Alguien dijo, y probablemente con razón, que las mayores creaciones de la humanidad son el lenguaje y la ciudad. Ambas, a partir de estructuras sencillas, se han demostrado capaces de responder con infinitas variantes a las demandas más complejas; y ambas, juntas, constituyen los pilares imprescindibles de la vida en sociedad.

Las ciudades en particular alcanzan tal grado de diversidad que, al comparar casos extremos, uno se pregunta si deben seguir siendo nombradas con la misma palabra. Si es así -como efectivamente lo es- y son ciudades Melo y Nueva Delhi, Chicago, Quito, Tokio o Puerto Príncipe, es porque en todos los casos, y desde siempre, lo que articula los componentes más diversos es el espacio público.

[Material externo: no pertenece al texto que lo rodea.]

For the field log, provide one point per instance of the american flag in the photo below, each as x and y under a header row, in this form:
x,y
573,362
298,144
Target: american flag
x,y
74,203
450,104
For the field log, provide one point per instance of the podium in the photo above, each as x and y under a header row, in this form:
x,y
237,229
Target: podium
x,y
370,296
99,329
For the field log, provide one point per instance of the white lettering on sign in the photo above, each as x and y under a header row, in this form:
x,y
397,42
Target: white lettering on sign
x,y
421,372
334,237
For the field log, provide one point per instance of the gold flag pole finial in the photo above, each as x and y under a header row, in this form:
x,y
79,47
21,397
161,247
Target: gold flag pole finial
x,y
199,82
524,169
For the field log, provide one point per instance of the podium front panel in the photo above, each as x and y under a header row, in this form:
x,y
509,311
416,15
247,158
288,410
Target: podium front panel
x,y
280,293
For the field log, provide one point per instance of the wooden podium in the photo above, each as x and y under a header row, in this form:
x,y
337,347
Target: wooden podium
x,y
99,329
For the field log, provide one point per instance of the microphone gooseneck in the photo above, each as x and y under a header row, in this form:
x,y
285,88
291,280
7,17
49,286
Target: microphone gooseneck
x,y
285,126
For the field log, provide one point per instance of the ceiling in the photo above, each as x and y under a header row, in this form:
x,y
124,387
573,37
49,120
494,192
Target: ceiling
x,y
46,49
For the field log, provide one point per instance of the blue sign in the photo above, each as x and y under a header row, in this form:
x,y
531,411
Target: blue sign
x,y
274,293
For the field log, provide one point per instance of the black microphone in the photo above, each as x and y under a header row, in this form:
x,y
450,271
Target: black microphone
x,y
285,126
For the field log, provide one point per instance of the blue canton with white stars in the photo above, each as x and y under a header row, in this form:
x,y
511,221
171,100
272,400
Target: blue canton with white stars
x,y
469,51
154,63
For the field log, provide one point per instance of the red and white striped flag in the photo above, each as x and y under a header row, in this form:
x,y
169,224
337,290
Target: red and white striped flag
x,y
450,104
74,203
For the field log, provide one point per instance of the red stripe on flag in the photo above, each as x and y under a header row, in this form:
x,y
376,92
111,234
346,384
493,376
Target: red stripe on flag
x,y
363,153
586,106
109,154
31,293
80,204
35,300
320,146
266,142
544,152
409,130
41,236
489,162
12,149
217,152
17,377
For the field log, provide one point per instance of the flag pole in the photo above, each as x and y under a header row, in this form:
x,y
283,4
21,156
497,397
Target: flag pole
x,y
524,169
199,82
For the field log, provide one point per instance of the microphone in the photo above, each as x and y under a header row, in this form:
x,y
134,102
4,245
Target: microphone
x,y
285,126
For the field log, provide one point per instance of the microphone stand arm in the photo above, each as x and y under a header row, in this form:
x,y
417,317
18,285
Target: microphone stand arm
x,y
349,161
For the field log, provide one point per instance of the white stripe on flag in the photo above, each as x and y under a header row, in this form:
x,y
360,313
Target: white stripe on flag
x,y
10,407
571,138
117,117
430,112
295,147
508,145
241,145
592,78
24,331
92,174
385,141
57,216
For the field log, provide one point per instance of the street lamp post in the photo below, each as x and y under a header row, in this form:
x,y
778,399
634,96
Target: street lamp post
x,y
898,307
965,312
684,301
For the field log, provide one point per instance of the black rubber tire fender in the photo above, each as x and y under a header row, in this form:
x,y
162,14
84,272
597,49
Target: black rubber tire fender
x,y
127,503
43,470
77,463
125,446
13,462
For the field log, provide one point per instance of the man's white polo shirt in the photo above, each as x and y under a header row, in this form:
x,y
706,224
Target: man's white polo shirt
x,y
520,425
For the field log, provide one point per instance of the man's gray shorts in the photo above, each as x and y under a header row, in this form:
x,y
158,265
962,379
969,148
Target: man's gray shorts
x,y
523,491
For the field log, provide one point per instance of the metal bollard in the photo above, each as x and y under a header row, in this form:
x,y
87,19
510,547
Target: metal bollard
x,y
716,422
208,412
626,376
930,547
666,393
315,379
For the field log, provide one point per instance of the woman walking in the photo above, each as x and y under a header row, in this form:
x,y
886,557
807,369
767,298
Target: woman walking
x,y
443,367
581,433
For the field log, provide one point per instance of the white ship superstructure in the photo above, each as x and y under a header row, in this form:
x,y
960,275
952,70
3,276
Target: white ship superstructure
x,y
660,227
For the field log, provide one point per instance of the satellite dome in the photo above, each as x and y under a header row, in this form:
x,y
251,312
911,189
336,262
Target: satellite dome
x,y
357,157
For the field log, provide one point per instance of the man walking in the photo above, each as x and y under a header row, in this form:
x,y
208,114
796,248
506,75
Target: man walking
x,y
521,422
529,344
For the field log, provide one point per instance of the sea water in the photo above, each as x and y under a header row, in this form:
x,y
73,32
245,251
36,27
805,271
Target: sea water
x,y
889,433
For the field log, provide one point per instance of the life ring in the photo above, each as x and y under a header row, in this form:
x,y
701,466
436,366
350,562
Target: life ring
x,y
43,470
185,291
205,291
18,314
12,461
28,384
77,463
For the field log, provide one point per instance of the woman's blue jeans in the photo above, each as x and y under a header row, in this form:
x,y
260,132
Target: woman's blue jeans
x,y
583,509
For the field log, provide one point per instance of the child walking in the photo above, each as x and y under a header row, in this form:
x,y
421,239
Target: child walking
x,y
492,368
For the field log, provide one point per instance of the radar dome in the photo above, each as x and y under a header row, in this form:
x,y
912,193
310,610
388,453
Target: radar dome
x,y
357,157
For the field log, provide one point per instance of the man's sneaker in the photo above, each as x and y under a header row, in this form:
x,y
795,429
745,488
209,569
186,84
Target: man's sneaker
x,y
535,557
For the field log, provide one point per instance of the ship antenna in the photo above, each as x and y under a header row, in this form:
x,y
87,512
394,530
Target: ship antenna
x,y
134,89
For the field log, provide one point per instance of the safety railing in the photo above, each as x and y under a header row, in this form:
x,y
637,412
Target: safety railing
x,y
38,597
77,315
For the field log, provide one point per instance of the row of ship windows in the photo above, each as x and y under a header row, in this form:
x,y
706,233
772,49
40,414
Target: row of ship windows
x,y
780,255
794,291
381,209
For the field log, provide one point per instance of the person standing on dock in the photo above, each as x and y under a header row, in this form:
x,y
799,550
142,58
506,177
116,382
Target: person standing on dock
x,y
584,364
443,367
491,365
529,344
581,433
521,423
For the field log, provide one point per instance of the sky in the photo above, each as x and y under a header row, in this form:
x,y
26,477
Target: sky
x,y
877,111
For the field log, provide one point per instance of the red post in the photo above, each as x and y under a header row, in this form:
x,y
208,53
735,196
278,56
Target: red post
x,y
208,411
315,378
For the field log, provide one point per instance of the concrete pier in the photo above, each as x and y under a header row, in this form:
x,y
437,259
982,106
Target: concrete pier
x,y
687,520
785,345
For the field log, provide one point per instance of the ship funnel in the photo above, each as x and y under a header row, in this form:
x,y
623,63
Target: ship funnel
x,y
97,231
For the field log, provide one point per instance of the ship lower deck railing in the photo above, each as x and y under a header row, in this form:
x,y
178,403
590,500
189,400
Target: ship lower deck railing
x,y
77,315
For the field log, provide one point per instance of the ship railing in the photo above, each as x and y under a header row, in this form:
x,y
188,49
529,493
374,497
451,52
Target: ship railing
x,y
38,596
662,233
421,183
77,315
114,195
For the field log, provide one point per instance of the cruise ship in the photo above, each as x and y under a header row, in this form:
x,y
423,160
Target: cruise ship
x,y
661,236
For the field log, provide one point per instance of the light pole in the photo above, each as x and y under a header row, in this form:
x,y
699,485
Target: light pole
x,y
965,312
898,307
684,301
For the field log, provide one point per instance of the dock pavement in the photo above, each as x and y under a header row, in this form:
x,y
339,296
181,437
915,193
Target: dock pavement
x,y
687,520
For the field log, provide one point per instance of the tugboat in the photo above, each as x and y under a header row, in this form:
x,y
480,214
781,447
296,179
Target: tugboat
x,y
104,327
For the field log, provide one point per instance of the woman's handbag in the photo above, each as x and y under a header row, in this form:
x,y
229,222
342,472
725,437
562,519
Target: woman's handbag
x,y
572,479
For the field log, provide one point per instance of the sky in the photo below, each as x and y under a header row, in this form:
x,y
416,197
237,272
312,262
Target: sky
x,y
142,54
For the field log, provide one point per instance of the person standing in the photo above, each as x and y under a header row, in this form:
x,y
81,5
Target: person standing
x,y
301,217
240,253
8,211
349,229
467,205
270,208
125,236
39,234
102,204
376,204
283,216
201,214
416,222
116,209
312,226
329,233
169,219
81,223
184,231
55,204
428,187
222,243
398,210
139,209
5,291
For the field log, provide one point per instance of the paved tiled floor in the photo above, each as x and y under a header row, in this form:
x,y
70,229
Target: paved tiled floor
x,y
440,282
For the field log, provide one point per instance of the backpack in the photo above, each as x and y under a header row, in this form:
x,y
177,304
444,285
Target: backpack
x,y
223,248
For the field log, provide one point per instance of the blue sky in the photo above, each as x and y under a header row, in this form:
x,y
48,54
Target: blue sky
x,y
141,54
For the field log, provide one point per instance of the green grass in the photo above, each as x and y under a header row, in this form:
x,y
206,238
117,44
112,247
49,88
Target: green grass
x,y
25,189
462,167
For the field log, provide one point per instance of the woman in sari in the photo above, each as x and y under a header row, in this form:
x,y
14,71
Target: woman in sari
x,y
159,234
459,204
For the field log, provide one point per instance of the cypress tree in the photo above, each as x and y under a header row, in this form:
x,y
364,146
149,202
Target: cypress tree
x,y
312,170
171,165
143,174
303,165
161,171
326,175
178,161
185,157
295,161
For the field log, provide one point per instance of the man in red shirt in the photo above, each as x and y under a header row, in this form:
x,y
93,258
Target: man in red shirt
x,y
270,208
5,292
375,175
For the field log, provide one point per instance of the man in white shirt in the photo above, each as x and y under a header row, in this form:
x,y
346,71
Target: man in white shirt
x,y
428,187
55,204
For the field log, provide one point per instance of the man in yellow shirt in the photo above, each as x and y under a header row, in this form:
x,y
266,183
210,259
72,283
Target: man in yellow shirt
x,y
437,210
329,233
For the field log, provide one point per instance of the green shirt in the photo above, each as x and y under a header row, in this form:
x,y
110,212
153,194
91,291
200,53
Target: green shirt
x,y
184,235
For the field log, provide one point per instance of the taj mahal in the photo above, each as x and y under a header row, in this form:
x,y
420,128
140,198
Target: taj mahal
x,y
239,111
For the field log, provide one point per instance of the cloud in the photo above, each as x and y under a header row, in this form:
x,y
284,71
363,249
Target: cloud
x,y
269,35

Calles, plazas, parques y paseos son los escenarios privilegiados de la vida en sociedad. Lugares de articulación, encuentro y conflicto en los que individuos y colectivos se expresan, se ven, conviven. Es desde ese espacio público que las ciudades se ven a sí mismas y es por su espacio público que las recordamos. Es, más allá de su conformación o su materialidad, el cauce por el que la vida social luye con la mayor libertad, con la menor predeterminación.

Lugar del encuentro casual, de la soledad elegida, del festejo deportivo o de la protesta masiva. Donde cada uno es actor y espectador de un espectáculo siempre distinto.

Es precisamente este carácter de escenario lo que afirma la necesidad de su neutralidad. Es público, es de todos y no es buena cosa que una parte de sus posibles usuarios sienta que un nombre, un símbolo o una imagen le digan que “ahí mejor no”.

Y no es buena cosa, además, porque es innecesario. Al espacio público se asoman, y en él se muestran, las más diversas expresiones de instituciones, grupos o empresas. Desde el espacio público el ciudadano percibe los símbolos de su historia, la corporización de las instituciones que regulan su vida y las más variadas presencias de distintos tipos de poder que pautan su vida o aspiran a hacerlo.

Por eso resulta tan inapropiada, tan extemporánea la pretensión de la iglesia católica de signar un espacio comunitario con el endeble argumento de que ha escenificado en él reuniones de carácter religioso. Es como si se reclamara algún tipo de caracterización de 18 de Julio con el argumento de que durante muchos años albergó la procesión de Corpus Christi, o una de la playa desde la cual se bendecían las aguas cada 8 de diciembre.

Sería bueno, tal vez, hacer el intento de imaginar cómo serían las iglesias si no dieran cara al espacio público. Qué sentido tendría el esfuerzo material y artístico que alumbró esas fachadas, esos volúmenes y hasta el sonido de sus campanas. Imaginar asimismo la campaña de las balconeras navideñas instrumentada con pasacalles, pegatinas o pintadas. Tal vez se concluya que el espacio público es un excelente resonador, pero se violenta cuando un grupo lo quiere transformar en emisor.

Si no es así y se opta por la polémica, parece ser hora de esgrimir argumentos consistentes, que no se recuesten en errores puntuales con sesgos demagógicos cuando está toda la historia de la ciudad para desmentirlos.

Parece ser hora de reconocer que, como en tantos órdenes de la vida comunitaria, la construcción del bien común implica a veces la gozosa renuncia a la aspiración grupal.